Screaming Cake created with Makey Makey Classic, an Arduino derivative. Photo courtesy of pipix/Hackster.io.
Gingerbread Only Has Eyes for You
This project will require some baking time. The good news is, you can eat it later! Dexter Industries’ Edible Gingerbread Robot with the Raspberry Pi and Servos features facial recognition, courtesy of OpenCV computer vision software, and does a little dance when its Raspberry Pi Camera sees a face. This robot was brought to life with the Dexter Industries PivotPi, two large servos, and various Raspberry Pi components. Oh, and of course, flour, sugar, butter, ginger, cinnamon, etc.

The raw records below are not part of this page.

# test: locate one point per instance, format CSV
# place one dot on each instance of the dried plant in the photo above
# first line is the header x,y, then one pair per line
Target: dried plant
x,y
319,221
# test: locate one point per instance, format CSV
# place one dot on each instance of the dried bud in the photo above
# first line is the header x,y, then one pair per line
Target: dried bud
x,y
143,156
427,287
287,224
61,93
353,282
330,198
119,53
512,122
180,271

Gingerbread robot built with Raspberry Pi. Photo courtesy of Dexter Industries/Hackster.io.
Tea—Just the Way You Want It
With all of these sweet treats, you might want something to wash it all down. Cup of tea, anyone? One team of makers has created an Intelligent Tea Maker using an electric kettle, a water pump, a Raspberry Pi 3 Model B, the DS18B20 programmable resolution 1-Wire® digital thermometer, dual H-bridge motor drivers, and a few other components. Mohammad Ghamary, Ehsan Aerabi, Mehrdad Hosseini, and Erfan Saghabashi created the smart appliance as their final project in an embedded systems course. Thirsty users simply tell the tea maker their desired tea temperature and thickness, and the device does the rest.
Intelligent tea maker. Photo courtesy of Mohammad Ghamary, Ehsan Aerabi, Mehrdad Hosseini, and Erfan Saghabashi/Hackster.io.
As with all of the projects on Hackster.io, source code, schematics, instructions, and other details are available for you to get started. How will you celebrate Pi Day?